ANKARA (ANKA)- Ankara Barosu Başkanı Vedat Ahsen Coşar, Maliye Bakanı Kemal Unakıtan imzasıyla Adalet Bakanlığı'na gönderilen bir yazıyla bazı bilirkişilerin yargıç yerine Maliye Bakanlığı tarafından görevlendirmesinin öngörüldüğünü açıkladı.
Coşar bu durumu Anayasal düzenin bugünü ve geleceği açısından son derece tehlikeli olarak değerlendirdi. Coşar yaptığı yazılı açıklamada, bilirkişilerin tayini konusunun Hukuk Usulü Muhakemeleri Yasası tarafından belirlendiğini ve yasayla "davanın taraflarının ittifak edemememeleri halinde bilirkişinin doğrudan yargıç tarafından atanacağının hükme bağlandığını anımsattı.
Maliye Bakanı Kemal Unakıtan imzasıyla Adalet Bakanlığı'na ve Adalet Bakanlığı tarafından da savcılara gönderilen genelgeyle, "Bilirkişi talep yazılarının; Maliye Müfettişi, Hesap Uzmanı ve Kontrolör gibi merkez denetim elemanın görevlendirilmesine ilişkin olması durumunda doğrudan Maliye Bakanlığı'na; Milli Emlak ve Muhasebe Denetmeni görevlendirilmesine ilişkin olması durumunda ilgili Defterdarlıklara; Vergi Denetmeni görevlendirilmesine yönelik olması durumunda ilgili Vergi Dairesi Başkanlıklarına" gönderilmesinin istendiğini açıkladı.

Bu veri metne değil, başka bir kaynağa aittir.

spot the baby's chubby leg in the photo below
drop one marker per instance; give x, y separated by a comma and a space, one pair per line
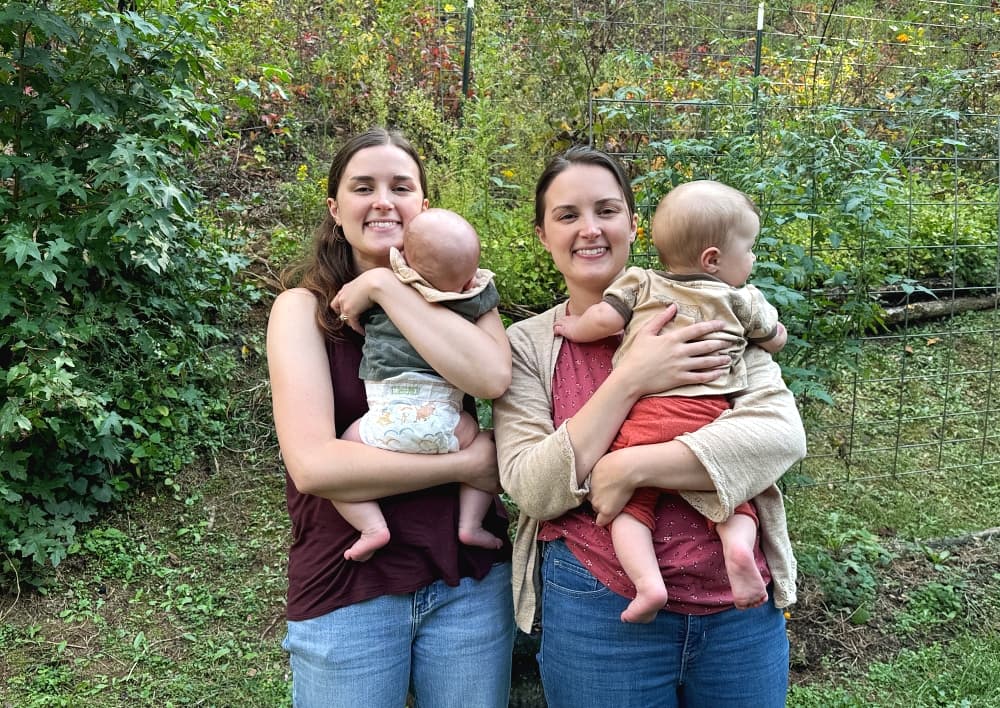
633, 543
738, 534
366, 517
472, 503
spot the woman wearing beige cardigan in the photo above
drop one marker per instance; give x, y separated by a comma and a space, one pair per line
553, 429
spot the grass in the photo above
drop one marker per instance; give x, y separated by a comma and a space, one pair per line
176, 598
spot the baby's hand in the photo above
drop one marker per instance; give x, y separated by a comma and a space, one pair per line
777, 342
565, 326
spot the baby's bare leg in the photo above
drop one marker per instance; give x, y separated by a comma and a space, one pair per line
367, 518
472, 506
634, 547
472, 503
738, 534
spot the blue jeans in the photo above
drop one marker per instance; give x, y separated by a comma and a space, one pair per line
450, 647
589, 657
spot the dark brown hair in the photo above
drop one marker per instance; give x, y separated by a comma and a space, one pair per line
331, 263
580, 155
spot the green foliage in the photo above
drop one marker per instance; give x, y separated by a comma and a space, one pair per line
933, 603
111, 293
846, 566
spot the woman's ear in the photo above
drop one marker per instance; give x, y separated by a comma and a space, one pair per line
709, 260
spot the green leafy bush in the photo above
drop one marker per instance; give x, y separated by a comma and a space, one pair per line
846, 566
112, 295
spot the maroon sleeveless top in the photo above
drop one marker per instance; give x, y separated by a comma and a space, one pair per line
424, 526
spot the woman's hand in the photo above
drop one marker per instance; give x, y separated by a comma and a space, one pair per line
678, 357
360, 294
610, 486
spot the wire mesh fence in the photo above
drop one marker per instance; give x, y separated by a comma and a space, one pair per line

Bilirkişiyi yargıç değil ben seçerim
Genelgenin "bilirkişiyi yargıç değil ben seçerim" mantığıyla hazırlandığını savunan Coşar, "Genelge, çok açık biçimde Hukuk Usulü Muhakemeleri Yasası'nın 276'ıncı maddesiyle Anayasamızın 9'unvu ve 138/2'inci maddeleri hükümlerine ve yürütmenin yargıya müdahalesi niteliğinde olmakla da 'kuvvetler ayrılığı' ilkesine aykırıdır" dedi.

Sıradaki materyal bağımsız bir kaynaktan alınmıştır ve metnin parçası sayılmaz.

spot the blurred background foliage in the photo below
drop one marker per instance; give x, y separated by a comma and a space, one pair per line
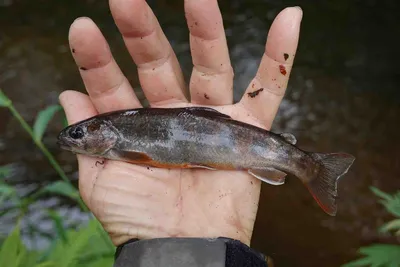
343, 96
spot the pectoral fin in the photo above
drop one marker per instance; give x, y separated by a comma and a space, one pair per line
207, 112
289, 138
269, 175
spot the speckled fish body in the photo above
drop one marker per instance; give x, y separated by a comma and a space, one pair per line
197, 137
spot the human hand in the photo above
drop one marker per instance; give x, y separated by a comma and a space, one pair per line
133, 201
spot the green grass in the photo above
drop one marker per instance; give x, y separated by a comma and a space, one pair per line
87, 246
382, 255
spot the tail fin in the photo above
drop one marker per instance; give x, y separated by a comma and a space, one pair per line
324, 187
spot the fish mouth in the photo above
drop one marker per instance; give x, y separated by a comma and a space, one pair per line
62, 144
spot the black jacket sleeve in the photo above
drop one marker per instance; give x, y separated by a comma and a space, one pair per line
188, 252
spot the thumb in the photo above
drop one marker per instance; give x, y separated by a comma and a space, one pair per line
77, 107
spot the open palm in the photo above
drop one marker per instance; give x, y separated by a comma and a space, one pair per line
133, 201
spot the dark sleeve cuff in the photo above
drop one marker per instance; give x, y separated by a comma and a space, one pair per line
188, 252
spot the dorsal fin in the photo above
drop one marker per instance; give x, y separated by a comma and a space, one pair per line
204, 111
289, 138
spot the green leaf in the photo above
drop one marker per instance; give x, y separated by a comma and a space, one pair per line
43, 119
62, 188
6, 192
391, 202
4, 100
377, 255
393, 225
11, 249
58, 223
80, 243
5, 171
46, 264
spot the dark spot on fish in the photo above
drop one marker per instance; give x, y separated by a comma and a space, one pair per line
286, 56
93, 127
99, 162
255, 93
135, 157
282, 69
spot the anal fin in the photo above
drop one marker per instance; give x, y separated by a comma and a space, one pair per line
290, 138
202, 167
269, 175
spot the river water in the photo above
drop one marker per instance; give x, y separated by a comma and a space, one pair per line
343, 95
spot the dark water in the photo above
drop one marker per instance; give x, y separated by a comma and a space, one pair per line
343, 95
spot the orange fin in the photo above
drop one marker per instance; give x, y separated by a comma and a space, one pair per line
324, 187
202, 167
269, 175
136, 157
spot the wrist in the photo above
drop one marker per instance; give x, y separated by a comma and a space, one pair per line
179, 252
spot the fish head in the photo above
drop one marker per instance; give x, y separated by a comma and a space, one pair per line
91, 137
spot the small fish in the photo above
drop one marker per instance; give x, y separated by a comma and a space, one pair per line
199, 137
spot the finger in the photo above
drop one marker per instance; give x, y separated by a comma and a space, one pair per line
107, 86
77, 107
265, 92
212, 77
158, 68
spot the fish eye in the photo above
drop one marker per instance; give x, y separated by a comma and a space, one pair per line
76, 133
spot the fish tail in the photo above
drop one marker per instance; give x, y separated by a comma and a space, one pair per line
324, 187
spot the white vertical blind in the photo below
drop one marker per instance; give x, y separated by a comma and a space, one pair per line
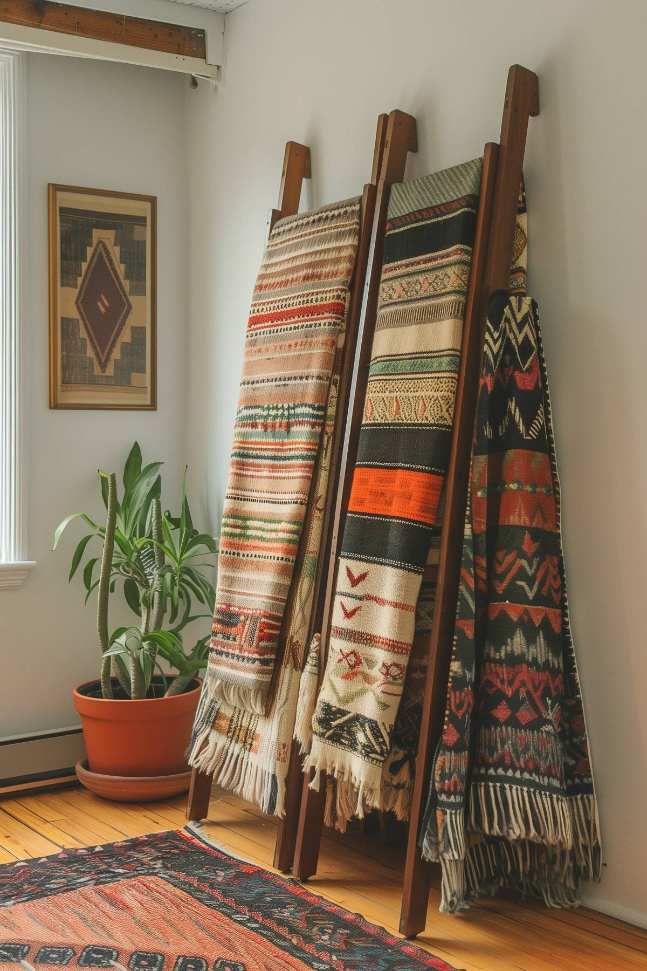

Coşar açıklamasında şunları belirtti:
"Üst düzey yöneticilerinin tamamı yargıç ve savcı statüsünde olmakla, hepimizin ortak güvencesi olan hukuk devleti, hukukun üstünlüğü, kuvvetler ayrılığı, yargı bağımsızlığı gibi üstün değerlerin korunmasında en fazla duyarlı olması gereken ve yanısıra Hukuk Usulü Muhakemeleri Yasası'nı yürütmekle de yükümlü bulunan T.C.Adalet Bakanlığı yetkililerinin, T.C.Maliye Bakanlığı'nın anılan genelgesini iade etmek yerine, tüm yargıç ve savcılara göndermesi, hukuk devleti ve yargı bağımsızlığı adına gerçekten üzücü, anayasal düzenin bugünü ve geleceği yönünden de son derece tehlikelidir."